Gefährliche Keime entdeckt – Baden in Sachsens Gewässern lebensbedrohlich

Dresden – Bei einer Untersuchung von Wasserproben rund um Niedersachsen wurde die TU Dresden von den Ergebnissen überrascht: Alle Proben weisen multiresistente Keime auf, die lebensgefährlich für den Menschen sein können. Die Untersuchung wurde durch den öffentlich-rechtlichen Rundfunk veranlasst. Auch im sächsischen Raum hat die TU Dresden Proben analysiert, das Ergebnis ist bedenklich.

Thomas Berendonk ist Professor für Gewässerökologie – und er ist besorgt. Besorgt über die Gewässer und Flüsse in Sachsen, sowie ganz Deutschland. Jüngste Untersuchungen offenbaren das Vorkommen von multiresistenten Keimen, welche für den Menschen lebensgefährlich werden können.

Die Erreger können aus Krankenhäusern über Kläranlagen sowohl im geklärten Abwasser als auch über die Ausbringung von Klärschlamm in die Umwelt gelangen. Multiresistente Erreger werden aktuell in sächsischen Gewässern und Flüssen nicht überwacht. Gleiches trifft auf das Grundwasser zu. Das Baden in Gewässern und Flüssen wie zum Beispiel der Elbe kann daher eine hohe Gefahr darstellen.

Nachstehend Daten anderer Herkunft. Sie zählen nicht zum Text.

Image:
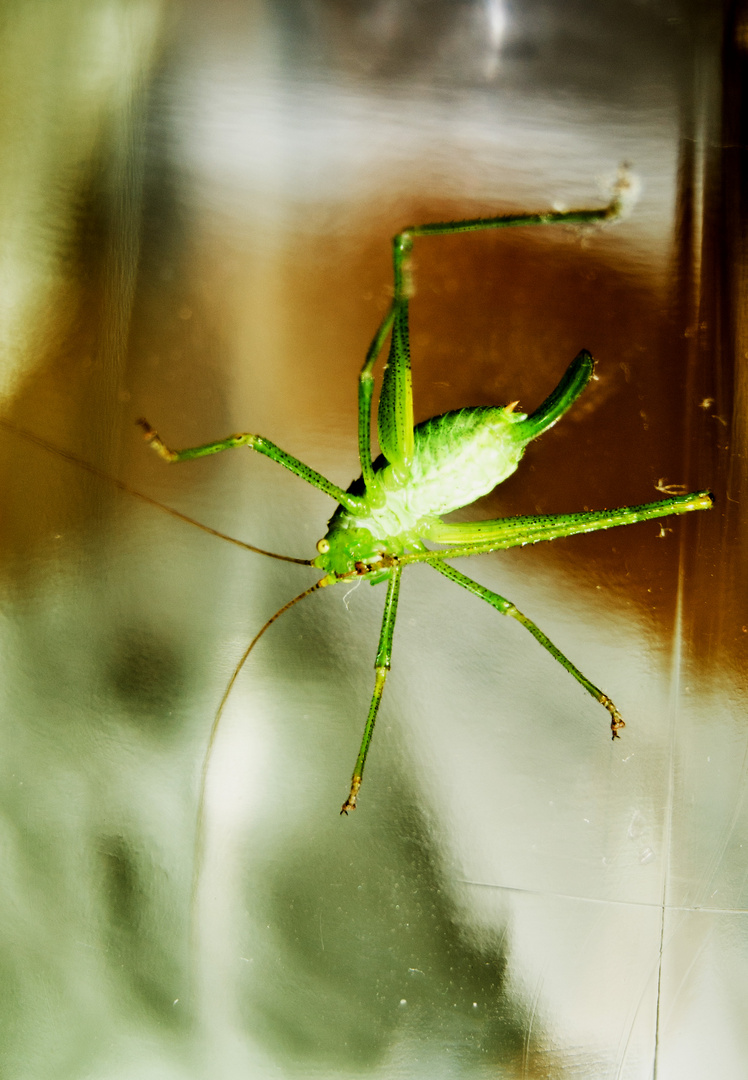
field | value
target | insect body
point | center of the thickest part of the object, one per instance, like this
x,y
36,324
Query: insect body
x,y
389,516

Das Kritische an den multiresistenten Keimen: Wie ihr Name sagt, können sie je nach Infektion resistent, also unempfindlich gegenüber Antibiotika und daher lebensgefährlich sein. Das Thema ist dabei nicht neu. Offiziellen Schätzungen nach sterben jedes Jahr in Deutschland mehrere Tausend Menschen an Krankenhausinfektionen, die überwiegend von multiresistenten Keimen stammen. Ärzte dementieren dies jedoch. „Maximal 10% aller Krankenhausinfektionen in der ganzen Bundesrepublik werden durch multiresistente Keime hervorgerufen“, so Dr. Lutz Jatzwauk, Leiter des Hygienebereiches am Dresdner Uniklinikum. „Keime, die man überhaupt nicht mehr behandelt kann, haben wir die letzten Jahre nicht gehabt“, so Jatzwauk weiter.

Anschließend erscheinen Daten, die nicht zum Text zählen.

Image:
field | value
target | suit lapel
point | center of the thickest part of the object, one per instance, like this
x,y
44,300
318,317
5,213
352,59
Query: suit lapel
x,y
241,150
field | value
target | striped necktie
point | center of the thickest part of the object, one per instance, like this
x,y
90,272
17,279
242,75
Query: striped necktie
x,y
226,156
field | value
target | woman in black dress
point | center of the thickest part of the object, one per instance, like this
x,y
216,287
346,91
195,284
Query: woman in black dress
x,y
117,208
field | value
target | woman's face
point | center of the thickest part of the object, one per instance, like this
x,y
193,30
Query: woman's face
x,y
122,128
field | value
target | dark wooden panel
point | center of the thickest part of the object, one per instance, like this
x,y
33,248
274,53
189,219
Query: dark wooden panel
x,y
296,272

Laut dem Staatsministerium für Verbraucherschutz „….wird es im Rahmen der jährlichen Besprechung des Bund/Länder-Arbeitskreises Badegewässer am 7. März eine Abstimmung zur Notwendigkeit von Untersuchungen und zur gesundheitlichen Bewertung von multiresistenten Erregern in Badegewässern geben.“ Wie kritisch genau die Lage in unseren Gewässern aus wissenschaftlicher Sicht ist, werden erst weitere Untersuchungen der TU Dresden aufzeigen, welche demnächst durchführt werden.